Jan & Dean were a rock and roll duo, popular from the late-1950s through the mid-1960s, consisting of William Jan Berry, born April 3, 1941, and Dean Ormsby Torrence, born March 10, 1940. Although Jan & Dean pre-dated The Beach Boys, they became most famously associated with the "surf music" craze inspired by The Beach Boys.

It's almost too easy to underestimate the importance of Jan & Dean in the history of rock & roll and its evolution into rock. The mere mention of their name today evokes images of suntanned, California teens dancing and surfing on the beaches of Malibu. The ultimate good-time music act of the early '60s, who only earned one gold record, for their song, "Surf City."{1}

Berry and Torrence, began singing together as a duo after football practice at University High School in Los Angeles. Primitive recording sessions followed soon after in a makeshift studio in Berry's garage. They first performed onstage as, The Barons, at high school dances. (When Torrence had to leave to serve in the Army Reserves, Berry's friend, Arnie Ginsberg filled in.)

Their first commercial success was "Jennie Lee"{2} (1958, #8 on the pop chart), an ode to a local, Hollywood burlesque performer, that Jan Berry recorded with Ginsburg, under the name, Jan & Arnie. Jan & Arnie released three singles in all. After Torrence returned, Berry and Torrence began to make music as Jan & Dean.

With the help of record producers Herb Alpert and Lou Adler, Jan & Dean scored a #10 hit with "Baby Talk"{3} (1959), and then scored a series of hits over the next couple of years. Playing local venues, they met and performed with the Beach Boys.

Berry had been experimenting with multi-part vocal arrangements five years before he started working with Brian Wilson of the Beach Boys, and soon discovered the appeal of the latter's "surf sound." By this time, Berry was co-writing, arranging, and producing all of Jan and Dean's original material.

Berry signed a series of contracts with Screen Gems Records to write and produce music for Jan & Dean, as well as other artists such as Judy & Jill (which included Berry's girlfriend Jill Gibson and Dean Torrence's girlfriend Judy Lovejoy), Pixie (a young female solo singer), The Angels ("I Adore Him," Top 30), The Gents, Shelley Fabares, Deane Hawley, The Rip Chords ("Three Window Coupe," Top 30), and Johnny Crawford, amongst others.

Unlike most other rock & roll acts of the period, Jan & Dean did not give music their full-time attention.
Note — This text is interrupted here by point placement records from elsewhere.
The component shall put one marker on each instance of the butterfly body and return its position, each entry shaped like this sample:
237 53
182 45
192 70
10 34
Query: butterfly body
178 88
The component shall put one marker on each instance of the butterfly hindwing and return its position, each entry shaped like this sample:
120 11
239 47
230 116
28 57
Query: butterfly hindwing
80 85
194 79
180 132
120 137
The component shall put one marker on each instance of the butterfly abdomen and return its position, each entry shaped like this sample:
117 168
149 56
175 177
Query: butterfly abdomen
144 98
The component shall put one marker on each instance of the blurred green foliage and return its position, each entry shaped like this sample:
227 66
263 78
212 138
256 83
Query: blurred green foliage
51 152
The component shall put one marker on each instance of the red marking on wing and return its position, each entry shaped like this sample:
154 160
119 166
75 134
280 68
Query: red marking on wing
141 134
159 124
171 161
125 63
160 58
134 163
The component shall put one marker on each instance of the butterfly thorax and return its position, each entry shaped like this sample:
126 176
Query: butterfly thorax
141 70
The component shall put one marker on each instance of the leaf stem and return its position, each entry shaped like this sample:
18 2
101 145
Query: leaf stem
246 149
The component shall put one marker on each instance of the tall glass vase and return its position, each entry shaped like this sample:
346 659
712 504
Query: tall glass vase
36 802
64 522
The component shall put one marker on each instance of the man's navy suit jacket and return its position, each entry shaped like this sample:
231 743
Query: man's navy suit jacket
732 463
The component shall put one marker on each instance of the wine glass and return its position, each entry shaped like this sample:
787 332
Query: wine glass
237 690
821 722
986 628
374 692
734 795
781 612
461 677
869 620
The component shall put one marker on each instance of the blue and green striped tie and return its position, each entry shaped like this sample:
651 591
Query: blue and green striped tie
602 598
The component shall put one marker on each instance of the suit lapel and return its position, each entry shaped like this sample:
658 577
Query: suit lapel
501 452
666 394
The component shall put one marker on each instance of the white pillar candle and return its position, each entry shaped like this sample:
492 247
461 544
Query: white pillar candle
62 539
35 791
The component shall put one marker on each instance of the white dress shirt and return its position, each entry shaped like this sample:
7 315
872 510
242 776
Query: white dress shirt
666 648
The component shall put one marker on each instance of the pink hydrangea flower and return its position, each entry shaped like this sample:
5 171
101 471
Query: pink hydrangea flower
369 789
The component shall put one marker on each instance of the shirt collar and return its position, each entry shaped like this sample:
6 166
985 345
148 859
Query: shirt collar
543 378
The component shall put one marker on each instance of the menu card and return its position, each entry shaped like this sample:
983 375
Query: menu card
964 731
Jan & Dean were college students, maintaining their studies while writing and recording music and making public appearances on the side.

Torrence majored in advertising design, in the school of architecture at USC. Berry took science and music classes at UCLA, and entered the California College of Medicine (now the UC Irvine School of Medicine) in 1963.
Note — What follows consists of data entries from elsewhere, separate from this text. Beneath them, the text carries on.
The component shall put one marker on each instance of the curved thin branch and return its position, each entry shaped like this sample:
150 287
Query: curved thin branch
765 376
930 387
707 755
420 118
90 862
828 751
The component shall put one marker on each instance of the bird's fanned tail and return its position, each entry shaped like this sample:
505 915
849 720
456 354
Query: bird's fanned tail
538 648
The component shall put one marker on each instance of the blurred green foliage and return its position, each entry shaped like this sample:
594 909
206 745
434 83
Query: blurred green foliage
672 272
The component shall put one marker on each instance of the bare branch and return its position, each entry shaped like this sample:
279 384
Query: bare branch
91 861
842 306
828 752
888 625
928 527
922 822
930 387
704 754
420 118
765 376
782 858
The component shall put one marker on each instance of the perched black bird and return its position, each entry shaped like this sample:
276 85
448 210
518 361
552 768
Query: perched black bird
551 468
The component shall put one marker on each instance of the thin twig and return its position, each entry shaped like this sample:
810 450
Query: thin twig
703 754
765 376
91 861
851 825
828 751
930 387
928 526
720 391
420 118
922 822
Jan & Dean reached their commercial peak in 1963-1964. The duo scored an impressive sixteen, Top 40 hits on the [Billboard] and [Cash Box] magazine charts, with a total of twenty-six chart hits over the eight-year period from 1958 to 1966.

Berry and Brian Wilson collaborated on roughly a dozen hits and album cuts for Jan & Dean, including the number one national hit, "Surf City" in 1963. Subsequent top 10 hits included "Drag City"{4} (1963, #10), "The Little Old Lady from Pasadena"{5} (1964, #3), and the eerily portentous "Dead Man's Curve" (1964, #8).